Nein, er bleibt immer der gleiche und er sagt mir natürlich auch immer vor, was er sagen würde. Ich sehe ihn wirklich vor mir stehen, Sie werden lachen. Wenn ich am Schreibtisch sitze, dann sehe ich ihn reden. Ich weiß dann auch ganz genau, wenn etwas Falsches im Text wäre, was nicht dem Pumuckl gemäß wäre. Das würde mir in irgendeiner Form wehtun. Die Leute meinen immer, sie könnten auch eine Pumuckl-Geschichte schreiben. Das können sie nicht, weil es so viele spezielle Sachen beim Pumuckl gibt. Meiner Tochter geht es genauso wie mir, wenn ein falscher Ton darin ist. Genauso ging es meinem schon verstorbenen Mann. Die Familie wusste, wann der Pumuckl richtig spricht.

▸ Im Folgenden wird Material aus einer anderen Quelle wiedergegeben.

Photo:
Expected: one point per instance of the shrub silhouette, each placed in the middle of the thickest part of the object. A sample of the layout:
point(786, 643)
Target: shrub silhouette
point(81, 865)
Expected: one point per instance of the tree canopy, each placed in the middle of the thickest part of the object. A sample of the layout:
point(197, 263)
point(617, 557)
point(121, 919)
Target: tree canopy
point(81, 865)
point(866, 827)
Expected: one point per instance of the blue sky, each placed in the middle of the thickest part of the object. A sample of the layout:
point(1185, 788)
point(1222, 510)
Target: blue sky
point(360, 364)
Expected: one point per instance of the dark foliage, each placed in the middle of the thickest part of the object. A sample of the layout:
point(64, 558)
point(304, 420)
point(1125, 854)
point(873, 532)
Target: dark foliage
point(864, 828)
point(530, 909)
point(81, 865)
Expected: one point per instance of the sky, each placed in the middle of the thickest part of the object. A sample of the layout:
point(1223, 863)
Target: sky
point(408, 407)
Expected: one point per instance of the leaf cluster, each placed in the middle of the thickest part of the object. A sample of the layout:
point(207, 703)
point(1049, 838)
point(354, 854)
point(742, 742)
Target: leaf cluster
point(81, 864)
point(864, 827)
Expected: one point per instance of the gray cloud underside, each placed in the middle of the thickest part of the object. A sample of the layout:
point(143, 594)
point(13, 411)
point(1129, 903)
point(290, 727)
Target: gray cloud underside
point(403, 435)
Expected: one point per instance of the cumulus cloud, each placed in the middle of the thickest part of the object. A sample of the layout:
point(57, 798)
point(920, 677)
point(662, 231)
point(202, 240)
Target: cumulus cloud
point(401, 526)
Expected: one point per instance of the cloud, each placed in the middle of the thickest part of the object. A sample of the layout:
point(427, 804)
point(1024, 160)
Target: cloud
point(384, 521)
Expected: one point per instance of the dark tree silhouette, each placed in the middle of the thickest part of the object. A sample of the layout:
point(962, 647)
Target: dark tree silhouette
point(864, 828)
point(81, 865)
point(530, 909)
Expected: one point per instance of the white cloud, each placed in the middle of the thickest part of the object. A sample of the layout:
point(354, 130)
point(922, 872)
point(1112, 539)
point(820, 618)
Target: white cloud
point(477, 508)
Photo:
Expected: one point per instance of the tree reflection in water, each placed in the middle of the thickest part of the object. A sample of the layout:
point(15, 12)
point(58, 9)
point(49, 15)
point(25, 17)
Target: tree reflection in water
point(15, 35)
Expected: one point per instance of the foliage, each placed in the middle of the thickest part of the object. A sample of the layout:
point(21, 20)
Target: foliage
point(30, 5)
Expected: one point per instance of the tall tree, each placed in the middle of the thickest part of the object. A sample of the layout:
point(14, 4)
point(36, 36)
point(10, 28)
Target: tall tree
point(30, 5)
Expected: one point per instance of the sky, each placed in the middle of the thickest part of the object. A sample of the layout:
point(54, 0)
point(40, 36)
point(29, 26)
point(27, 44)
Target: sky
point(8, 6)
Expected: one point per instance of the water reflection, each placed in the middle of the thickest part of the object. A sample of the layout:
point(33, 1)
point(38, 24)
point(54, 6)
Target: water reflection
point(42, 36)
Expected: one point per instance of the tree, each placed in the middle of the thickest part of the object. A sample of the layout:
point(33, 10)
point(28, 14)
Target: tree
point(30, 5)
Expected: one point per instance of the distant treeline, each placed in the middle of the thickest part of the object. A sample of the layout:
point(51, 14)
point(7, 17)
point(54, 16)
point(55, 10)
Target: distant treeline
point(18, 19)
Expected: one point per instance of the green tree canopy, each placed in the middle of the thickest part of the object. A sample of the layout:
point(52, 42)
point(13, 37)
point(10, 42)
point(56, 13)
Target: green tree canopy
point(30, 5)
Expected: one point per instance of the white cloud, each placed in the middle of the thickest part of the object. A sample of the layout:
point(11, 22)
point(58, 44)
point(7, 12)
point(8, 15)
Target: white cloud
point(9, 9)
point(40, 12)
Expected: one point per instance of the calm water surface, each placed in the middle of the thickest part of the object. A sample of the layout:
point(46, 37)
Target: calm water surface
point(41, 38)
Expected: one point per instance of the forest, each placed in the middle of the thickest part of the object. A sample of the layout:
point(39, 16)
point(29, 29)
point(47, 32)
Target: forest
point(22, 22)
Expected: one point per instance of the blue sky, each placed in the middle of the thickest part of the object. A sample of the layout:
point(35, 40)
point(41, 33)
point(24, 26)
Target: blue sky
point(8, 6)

In dem langen Interview erzählt sie auch, wie es zum Pumuckl gekommen ist, und wie sich ihre persönliche Einstellung zur Schriftstellerei gestaltet. Sehr interessant – statt mehr zu exzerpieren, verlinke ich lieber noch einmal.

Bis Freitag kann man bei Radio Mikro auf Bayern 2 jeweils um 18:30 ein altes Pumuckl-Hörspiel anhören, und dann wieder am 1. April. Am 19.2. gab es eine einstündige Pumuckl-Sondersendung mit allem Wissenswerten, was es so zu dem kleinen Rotschopf zu wissen gibt, die man hier nachhören kann.